The Convenience Distribution Association (CDA), the trade organization working on behalf of convenience products distributors in the United States, brought together c-store industry executives to discuss the day-to-day obstacles of the convenience channel during the association's Convenience Distribution Marketplace event, held in Las Vegas last week.

"We are all just part of a supply chain, delivering and satisfying consumers," said Richard Oneslager, owner of Balmar Management Group LLC, which has eight c-stores in the Denver area.

Panel moderator Ieva Grimm, president of Pittsburgh-based business improvement firm Synerge, said she began working in the channel in 2000 and has observed the face of the industry "clearly changing." She compared a convenience store operator's mind to "a whirlwind," filled with issues like gas prices, equipment and out-of-stocks.

"Regardless if you have one store or 50 stores, you live in it and it can be painful," Grimm said. "It's personal. It's what we've chosen to spend our lives at."

To be successful, c-store retailers need to stay on top of increased competition, regulatory pressures — which ultimately lead to increased operating costs — and customer expectations.

However, the same can be said for the distribution side of the supply chain. During the executive panel discussion on retailer-wholesaler relationships, distributors participating from the audience indicated that competition from other distributors and increased operating costs are key factors impacting their business today.

Part of satisfying today's consumer means having more fresh offerings in the stores, according to Oneslager, who noted "fresh food is a huge piece of our business." He noted, however, that traditional wholesalers and suppliers still "need to figure out how to handle that part." Those who are doing foodservice well are making a big commitment and investment. 

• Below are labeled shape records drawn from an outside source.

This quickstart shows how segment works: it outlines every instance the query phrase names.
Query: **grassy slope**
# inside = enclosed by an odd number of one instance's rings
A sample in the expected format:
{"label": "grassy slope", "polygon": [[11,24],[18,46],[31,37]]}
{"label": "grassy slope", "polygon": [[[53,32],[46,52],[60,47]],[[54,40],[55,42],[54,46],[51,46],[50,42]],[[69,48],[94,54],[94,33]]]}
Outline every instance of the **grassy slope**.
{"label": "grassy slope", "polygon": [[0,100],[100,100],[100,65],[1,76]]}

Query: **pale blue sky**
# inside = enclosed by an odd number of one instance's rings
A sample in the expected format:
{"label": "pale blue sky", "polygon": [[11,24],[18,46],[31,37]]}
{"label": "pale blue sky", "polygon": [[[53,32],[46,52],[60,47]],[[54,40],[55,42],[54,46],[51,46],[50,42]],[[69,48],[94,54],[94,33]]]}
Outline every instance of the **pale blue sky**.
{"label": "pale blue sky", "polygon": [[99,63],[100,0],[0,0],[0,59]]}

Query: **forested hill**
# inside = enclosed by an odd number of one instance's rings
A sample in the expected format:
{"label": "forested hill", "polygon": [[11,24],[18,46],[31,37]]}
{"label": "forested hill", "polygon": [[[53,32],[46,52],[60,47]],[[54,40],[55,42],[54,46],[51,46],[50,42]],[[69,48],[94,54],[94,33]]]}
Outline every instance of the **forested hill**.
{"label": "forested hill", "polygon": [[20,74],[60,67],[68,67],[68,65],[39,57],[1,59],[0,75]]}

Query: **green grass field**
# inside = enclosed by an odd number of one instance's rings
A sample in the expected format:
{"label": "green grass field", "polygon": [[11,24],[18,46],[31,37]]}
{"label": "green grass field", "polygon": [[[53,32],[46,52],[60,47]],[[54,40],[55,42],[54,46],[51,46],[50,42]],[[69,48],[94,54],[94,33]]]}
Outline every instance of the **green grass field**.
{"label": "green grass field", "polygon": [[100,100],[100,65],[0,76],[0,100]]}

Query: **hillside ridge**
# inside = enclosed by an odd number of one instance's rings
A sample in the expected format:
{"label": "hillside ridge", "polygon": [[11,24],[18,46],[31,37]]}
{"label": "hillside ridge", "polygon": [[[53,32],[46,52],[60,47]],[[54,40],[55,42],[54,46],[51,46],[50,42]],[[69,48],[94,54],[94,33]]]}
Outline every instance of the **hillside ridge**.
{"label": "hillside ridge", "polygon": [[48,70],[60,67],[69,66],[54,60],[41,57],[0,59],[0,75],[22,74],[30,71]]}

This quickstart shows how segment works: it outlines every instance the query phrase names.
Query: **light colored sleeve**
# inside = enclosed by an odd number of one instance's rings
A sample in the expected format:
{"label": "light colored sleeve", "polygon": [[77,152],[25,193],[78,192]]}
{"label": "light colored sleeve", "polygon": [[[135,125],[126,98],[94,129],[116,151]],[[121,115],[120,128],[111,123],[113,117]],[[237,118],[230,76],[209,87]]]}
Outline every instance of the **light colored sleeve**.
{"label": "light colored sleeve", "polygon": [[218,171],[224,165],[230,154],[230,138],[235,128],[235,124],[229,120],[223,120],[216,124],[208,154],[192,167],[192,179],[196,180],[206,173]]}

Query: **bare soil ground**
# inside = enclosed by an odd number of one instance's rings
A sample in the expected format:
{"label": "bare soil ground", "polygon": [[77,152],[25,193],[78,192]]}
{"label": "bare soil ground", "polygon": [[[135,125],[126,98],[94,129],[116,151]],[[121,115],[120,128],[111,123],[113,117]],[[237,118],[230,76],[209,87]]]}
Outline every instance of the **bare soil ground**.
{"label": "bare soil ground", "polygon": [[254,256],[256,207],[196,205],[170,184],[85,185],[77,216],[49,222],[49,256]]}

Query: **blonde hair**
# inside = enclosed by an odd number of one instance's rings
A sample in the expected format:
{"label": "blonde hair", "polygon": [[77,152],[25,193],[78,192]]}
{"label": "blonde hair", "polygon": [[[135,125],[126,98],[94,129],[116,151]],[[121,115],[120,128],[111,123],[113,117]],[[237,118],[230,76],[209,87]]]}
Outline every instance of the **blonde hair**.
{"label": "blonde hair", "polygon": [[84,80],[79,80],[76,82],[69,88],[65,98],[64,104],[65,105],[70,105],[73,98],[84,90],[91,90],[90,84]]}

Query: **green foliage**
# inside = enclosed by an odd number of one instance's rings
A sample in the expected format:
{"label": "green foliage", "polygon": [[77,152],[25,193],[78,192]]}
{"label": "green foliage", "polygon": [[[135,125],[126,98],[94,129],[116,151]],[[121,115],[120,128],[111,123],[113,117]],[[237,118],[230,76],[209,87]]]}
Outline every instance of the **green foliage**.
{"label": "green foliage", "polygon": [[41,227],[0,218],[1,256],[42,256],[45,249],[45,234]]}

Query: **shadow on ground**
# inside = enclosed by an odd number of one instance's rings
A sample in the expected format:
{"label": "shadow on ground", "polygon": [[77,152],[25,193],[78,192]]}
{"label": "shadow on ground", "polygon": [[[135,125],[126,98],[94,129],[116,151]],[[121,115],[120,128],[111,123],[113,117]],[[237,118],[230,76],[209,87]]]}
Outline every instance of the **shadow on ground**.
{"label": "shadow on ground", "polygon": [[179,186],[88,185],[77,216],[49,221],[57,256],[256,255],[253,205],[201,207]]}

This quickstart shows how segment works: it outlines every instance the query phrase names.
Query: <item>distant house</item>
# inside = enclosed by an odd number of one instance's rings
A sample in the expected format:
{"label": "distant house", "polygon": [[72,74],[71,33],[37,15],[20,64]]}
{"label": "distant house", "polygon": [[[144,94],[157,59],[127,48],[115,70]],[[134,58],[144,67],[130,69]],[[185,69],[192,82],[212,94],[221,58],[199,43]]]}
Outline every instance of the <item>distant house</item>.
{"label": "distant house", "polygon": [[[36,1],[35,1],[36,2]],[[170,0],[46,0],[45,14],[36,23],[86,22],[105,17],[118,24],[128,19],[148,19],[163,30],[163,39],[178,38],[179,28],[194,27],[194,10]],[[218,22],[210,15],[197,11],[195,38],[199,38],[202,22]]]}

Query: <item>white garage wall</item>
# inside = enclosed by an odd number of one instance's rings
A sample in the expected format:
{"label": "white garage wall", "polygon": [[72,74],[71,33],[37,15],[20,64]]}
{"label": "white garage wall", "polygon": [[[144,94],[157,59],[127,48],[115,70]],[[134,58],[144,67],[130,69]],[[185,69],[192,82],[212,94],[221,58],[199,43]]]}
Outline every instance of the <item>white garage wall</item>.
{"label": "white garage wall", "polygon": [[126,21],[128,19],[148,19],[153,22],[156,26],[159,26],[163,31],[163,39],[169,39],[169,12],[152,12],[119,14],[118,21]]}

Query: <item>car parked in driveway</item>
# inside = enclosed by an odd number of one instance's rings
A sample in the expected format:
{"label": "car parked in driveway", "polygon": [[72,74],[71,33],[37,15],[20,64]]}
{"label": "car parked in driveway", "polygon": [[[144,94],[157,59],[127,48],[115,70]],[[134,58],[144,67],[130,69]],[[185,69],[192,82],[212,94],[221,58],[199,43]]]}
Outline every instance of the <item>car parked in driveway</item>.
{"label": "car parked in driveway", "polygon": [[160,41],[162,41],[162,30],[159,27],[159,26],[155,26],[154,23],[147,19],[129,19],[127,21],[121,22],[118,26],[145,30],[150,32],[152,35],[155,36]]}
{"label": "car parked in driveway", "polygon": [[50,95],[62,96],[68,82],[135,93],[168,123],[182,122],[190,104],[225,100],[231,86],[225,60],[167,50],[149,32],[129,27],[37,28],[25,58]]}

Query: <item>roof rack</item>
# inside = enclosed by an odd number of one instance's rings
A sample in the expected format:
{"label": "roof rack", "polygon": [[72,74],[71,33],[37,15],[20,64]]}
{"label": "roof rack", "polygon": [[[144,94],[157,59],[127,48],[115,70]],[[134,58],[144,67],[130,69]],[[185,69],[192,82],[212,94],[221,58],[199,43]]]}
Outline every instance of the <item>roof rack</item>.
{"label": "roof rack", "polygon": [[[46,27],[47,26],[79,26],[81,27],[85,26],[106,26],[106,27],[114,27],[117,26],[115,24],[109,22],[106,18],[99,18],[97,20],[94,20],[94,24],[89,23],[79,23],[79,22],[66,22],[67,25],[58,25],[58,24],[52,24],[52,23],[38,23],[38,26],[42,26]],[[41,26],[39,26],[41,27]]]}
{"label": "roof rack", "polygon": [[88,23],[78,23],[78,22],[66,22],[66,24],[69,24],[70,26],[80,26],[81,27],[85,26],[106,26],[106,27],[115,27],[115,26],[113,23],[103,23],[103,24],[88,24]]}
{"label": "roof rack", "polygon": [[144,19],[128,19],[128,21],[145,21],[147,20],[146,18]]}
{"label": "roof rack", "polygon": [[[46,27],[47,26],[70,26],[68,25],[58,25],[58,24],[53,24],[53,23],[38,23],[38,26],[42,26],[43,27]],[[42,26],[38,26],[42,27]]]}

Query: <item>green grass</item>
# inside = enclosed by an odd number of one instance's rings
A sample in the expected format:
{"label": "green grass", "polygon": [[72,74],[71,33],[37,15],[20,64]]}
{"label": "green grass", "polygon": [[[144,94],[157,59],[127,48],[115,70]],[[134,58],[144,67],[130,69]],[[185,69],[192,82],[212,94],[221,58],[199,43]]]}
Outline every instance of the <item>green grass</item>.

"You can't just dip your foot in it," Oneslager said.

As a small operator with smaller sites, Lisa Dell Alba, president and CEO of Square One Markets, said doing foodservice right requires her chain to think outside the box.

For example, Square One Markets operates nine stores in northeastern Pennsylvania and launched a pilot test this past fall of Six O'Clock Scramble Fresh & Fast Family Dinner Kits. These all-in-one kits are designed to provide healthy options while eliminating the traditional downsides to meal-delivery kits: cost, packaging waste, and the need to order them in advance.

The pilot lasted about eight weeks. According to Dell Alba, the chain is studying the results of the program, which ran into a distribution issue. She is thinking about testing it again.

Sometimes, she said, "we need to look outside our channel and our traditional partners." 

Along with the increasing importance of supplying fresh foods, Oneslager noted that distributors are being challenged by the c-store industry's heavy merger and acquisition activity of late. Describing a barbell effect, Oneslager said distributors have single-store operators and fragmentation on one side vs. bigger retailers and consolidation on the other.

"I think this trend will continue," he said.

It can be frustrating at times when distributors build excitement behind new products, but then do not follow through, leaving operators waiting sometimes weeks to restock items, according to Iris Yost, owner of four 7-Eleven locations in Las Vegas. Still, she said she does consider her distributors as partners in the business. 

"I could not do or be who I am without distributors at all levels," Yost added.